O número de pessoas privadas de liberdade que exercem atividades de trabalho em Goiás aumentou 61,4% entre o segundo semestre de 2024 e o mesmo período de 2025, conforme dados do Anuário Brasileiro de Segurança Pública 2026. No período, o total de participantes passou de 3.832 para 6.184.
O avanço colocou Goiás com o segundo maior crescimento do país nesse indicador, atrás apenas do Piauí.

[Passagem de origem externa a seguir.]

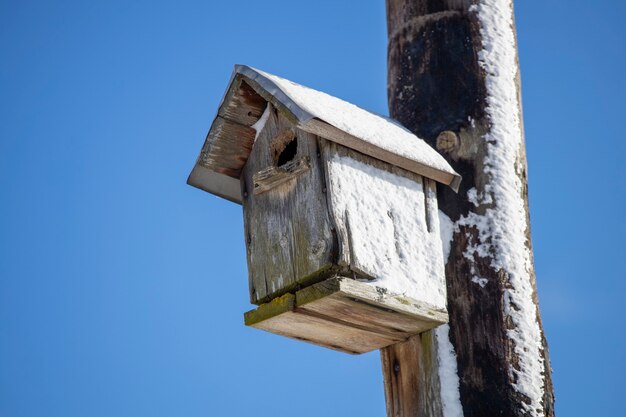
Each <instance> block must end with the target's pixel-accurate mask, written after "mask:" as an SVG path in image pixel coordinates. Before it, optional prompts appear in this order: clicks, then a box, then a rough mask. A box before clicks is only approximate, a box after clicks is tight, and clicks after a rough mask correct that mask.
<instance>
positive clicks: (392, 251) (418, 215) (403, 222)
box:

Trabalho no sistema prisional

O desempenho também superou a média nacional, que registrou alta de 13,2%. Com isso, a proporção da população prisional envolvida em atividades laborais no estado subiu de 12,7% para 20,7%.
A expansão foi observada tanto nas oportunidades oferecidas dentro das unidades prisionais quanto nas atividades desenvolvidas fora delas. No segundo semestre de 2025, 3.472 detentos participaram de trabalhos internos, enquanto outros 2.712 atuaram em atividades externas.
Entre as duas modalidades, o trabalho externo apresentou o maior crescimento. O número de participantes mais que dobrou em um ano, saltando de 1.037 para 2.712 pessoas. Já as vagas em atividades internas cresceram de 2.795 para 3.472, ampliando a oferta de ocupações no sistema prisional.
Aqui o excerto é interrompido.